Dopo quattro giorni di camera di consiglio, il presidente del Tribunale Silvana Grasso ha inflitto condanne pesantissime ai boss e ai luogotenenti delle cosche reggine. Sono state accolte, in sostanza, le richieste del pm che aveva auspicato 400 anni di carcere per gli imputati che hanno scelto il rito ordinario.

A partire da Giuseppe De Stefano, capocrimine e figlio del mammasantissima don Paolo, che è stato condannato a 27 anni di carcere. I giudici hanno inflitto 20 anni agli altri componenti del “direttorio” ‘ndranghetista: Pasquale Condello, detto il “Supremo”, Pasquale Libri e Giovanni Tegano. Ventitré anni, infine, anche a Domenico Condello, detto “Gingomma”, nipote del boss di Archi, considerato dalla Direzione distrettuale antimafia l’elemento di raccordo tra i boss e il resto dell’organizzazione.

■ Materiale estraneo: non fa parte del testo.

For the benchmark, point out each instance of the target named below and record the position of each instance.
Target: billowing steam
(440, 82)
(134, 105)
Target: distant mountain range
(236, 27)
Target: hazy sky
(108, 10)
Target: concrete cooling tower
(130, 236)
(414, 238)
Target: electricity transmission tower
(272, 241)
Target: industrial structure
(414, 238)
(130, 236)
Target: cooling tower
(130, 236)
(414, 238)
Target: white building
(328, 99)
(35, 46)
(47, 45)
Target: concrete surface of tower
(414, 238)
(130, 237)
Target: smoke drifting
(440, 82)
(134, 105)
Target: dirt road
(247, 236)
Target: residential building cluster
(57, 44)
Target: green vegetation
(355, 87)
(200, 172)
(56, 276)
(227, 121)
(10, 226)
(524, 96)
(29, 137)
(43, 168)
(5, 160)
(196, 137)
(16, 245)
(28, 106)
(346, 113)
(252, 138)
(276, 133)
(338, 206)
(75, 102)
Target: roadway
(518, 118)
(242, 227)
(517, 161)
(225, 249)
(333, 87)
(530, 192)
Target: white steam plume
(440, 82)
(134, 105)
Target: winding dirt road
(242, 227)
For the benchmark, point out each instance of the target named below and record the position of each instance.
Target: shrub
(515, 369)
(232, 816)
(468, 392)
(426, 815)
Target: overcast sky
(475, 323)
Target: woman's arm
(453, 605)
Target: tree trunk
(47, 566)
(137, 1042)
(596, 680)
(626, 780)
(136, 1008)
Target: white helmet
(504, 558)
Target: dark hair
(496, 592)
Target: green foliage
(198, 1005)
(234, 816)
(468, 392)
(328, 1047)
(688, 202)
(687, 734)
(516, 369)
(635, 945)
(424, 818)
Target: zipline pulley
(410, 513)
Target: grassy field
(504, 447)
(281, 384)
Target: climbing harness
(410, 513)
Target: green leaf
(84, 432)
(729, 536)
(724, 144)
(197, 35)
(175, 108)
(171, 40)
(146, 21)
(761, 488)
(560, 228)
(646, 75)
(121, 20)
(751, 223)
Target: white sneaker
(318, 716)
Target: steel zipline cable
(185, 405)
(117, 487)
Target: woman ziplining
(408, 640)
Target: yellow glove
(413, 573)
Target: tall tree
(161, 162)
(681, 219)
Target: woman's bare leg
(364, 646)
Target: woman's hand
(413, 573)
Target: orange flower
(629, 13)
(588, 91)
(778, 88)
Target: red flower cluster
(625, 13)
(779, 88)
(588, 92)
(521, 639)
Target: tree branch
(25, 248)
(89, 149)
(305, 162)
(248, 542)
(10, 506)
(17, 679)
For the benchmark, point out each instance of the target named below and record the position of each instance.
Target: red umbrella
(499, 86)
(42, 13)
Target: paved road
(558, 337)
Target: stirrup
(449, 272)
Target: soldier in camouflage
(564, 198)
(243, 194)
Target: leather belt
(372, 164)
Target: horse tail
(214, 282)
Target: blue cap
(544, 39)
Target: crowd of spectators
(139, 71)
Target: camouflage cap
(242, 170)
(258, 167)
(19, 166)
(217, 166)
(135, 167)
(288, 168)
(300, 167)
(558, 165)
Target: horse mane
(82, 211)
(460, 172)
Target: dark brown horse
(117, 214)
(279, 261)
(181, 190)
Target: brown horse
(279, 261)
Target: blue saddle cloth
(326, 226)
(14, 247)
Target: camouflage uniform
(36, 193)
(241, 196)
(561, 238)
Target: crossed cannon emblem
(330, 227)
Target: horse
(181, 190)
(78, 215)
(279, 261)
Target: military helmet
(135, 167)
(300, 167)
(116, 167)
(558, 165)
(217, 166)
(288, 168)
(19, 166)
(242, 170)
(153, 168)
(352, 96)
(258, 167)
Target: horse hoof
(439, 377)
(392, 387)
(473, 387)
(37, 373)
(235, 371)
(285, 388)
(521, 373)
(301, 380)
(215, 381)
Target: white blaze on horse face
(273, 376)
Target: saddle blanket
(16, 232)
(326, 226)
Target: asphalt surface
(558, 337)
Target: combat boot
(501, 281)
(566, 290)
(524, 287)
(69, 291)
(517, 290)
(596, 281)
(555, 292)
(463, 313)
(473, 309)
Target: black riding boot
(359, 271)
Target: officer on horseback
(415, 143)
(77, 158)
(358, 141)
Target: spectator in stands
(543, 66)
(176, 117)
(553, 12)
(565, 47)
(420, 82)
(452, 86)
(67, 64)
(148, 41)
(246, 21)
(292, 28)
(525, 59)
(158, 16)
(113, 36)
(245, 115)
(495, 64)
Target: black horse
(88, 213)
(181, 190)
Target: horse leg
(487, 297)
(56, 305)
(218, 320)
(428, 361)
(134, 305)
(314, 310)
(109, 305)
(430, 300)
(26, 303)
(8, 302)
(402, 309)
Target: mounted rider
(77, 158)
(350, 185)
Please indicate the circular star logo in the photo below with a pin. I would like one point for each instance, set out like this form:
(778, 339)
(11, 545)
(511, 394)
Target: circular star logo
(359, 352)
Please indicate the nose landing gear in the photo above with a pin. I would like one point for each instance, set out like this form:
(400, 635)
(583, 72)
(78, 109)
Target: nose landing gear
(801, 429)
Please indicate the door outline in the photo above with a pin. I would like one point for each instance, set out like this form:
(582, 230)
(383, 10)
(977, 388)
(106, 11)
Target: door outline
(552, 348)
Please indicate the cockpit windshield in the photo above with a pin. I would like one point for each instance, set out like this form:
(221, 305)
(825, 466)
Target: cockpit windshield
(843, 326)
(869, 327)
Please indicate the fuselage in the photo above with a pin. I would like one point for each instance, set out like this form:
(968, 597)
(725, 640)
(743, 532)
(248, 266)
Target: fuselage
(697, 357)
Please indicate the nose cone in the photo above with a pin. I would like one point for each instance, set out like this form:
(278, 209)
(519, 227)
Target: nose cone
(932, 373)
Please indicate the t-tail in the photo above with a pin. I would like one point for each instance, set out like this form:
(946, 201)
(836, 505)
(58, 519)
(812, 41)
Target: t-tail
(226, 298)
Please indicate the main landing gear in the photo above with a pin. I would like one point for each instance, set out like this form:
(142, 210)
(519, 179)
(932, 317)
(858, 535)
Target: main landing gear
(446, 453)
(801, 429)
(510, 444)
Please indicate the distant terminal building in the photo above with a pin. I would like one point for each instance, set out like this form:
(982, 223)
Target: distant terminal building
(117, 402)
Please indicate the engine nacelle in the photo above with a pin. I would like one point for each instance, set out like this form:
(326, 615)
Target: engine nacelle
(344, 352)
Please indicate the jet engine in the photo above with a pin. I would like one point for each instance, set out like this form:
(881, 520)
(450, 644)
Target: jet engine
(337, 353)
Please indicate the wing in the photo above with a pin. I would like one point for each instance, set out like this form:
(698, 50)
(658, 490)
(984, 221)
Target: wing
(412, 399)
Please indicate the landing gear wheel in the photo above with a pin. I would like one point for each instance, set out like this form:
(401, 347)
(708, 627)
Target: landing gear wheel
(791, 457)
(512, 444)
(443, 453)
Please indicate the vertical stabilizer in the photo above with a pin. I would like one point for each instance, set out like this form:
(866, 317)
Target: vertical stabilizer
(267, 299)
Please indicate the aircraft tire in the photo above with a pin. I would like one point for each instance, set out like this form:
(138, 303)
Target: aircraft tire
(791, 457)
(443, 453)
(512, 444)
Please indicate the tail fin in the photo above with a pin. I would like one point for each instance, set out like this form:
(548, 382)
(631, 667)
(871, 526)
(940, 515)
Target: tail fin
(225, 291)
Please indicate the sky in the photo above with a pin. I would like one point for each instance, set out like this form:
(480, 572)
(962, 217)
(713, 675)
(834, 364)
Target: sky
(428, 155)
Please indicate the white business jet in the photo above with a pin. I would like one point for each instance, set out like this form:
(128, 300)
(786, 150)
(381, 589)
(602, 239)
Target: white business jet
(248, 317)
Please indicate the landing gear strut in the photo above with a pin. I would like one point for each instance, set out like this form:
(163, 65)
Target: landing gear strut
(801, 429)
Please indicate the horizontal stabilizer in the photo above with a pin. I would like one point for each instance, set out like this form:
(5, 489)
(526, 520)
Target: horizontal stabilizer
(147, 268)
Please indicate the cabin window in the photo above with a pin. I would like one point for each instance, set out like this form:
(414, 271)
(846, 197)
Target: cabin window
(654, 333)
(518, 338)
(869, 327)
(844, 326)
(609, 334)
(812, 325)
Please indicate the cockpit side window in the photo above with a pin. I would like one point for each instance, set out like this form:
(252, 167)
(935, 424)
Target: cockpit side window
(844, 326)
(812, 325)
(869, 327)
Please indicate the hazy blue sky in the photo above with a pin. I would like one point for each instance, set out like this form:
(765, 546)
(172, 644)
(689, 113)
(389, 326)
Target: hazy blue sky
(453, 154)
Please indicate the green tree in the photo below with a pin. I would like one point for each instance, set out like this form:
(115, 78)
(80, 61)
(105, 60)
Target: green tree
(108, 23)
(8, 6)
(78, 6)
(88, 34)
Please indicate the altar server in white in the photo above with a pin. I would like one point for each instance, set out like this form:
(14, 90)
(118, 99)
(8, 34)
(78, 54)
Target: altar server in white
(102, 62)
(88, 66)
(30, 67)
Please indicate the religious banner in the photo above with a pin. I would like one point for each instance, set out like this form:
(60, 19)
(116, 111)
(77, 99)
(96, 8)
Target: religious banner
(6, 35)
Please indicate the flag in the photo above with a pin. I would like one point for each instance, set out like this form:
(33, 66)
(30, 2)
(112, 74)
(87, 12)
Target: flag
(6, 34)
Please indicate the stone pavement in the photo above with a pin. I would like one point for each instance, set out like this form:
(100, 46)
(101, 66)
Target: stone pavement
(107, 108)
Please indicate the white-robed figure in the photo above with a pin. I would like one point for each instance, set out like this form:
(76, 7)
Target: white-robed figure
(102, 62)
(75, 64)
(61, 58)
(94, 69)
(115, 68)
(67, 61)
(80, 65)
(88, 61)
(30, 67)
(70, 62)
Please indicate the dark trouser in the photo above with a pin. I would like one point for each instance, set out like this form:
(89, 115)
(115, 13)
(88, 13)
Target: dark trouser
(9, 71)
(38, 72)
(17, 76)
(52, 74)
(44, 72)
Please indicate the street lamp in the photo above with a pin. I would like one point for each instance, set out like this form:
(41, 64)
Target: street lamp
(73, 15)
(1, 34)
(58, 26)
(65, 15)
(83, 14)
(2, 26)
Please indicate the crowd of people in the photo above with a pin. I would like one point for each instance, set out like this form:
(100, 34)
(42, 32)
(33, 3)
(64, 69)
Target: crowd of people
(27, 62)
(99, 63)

Tutti gli altri imputati sono stati condannati a pene fino a 21 anni di carcere. Tra questi anche il capocosca di Sinopoli, Cosimo Alvaro (17 anni e 9 mesi di reclusione), che, nell’ottobre 2006, partecipò a una festa per l’anniversario dei genitori di Domenico e Carmelo Barbieri, il primo condannato con il rito abbreviato mentre al secondo oggi sono stati inflitti 3 anni di carcere. A quella festa parteciparono anche molti politici tra cui, come emerge in un’informativa del Ros, anche l’ex sindaco di Reggio e governatore della Calabria, Giuseppe Scopelliti, oggi candidato alle europee nella lista del Nuovo Centrodestra.

Dopo il processo “Olimpia” degli anni Novanta, questa è la più importante inchiesta che, quattro anni fa, ha portato all’arresto di 42 persone. Nel corso del processo, il pm Lombardo ha più volte ribadito che le indagini continuano e che, in realtà, l’inchiesta che ha portato alla sentenza emessa oggi è solo “Metà” delle indagini che stanno conducendo i carabinieri del Ros.

Sempre il sostituto Lombardo, infatti, nei mesi scorsi ha modificato il capo di imputazione dell’associazione mafiosa inserendo il concetto di “invisibili”, quei soggetti mafiosi dalle “menti raffinate” che tirano le fila dei rapporti tra ‘ndrangheta, politica e massoneria. Una sorta di “livello superiore” (con cui possono avere a che fare solo i quattro boss componenti del “direttorio”) sul quale presto la Procura di Reggio, guidata da Federico Cafiero De Raho, potrebbe fare luce.

Ritornando alla sentenza di oggi, il Tribunale ha disposto un risarcimento danni di 2 milioni di euro per lo Stato italiano e per tutte le altre istituzioni che si sono costituite parte civile. I boss, infine, dovranno pagare altre 500mila euro all’associazione “Libera”.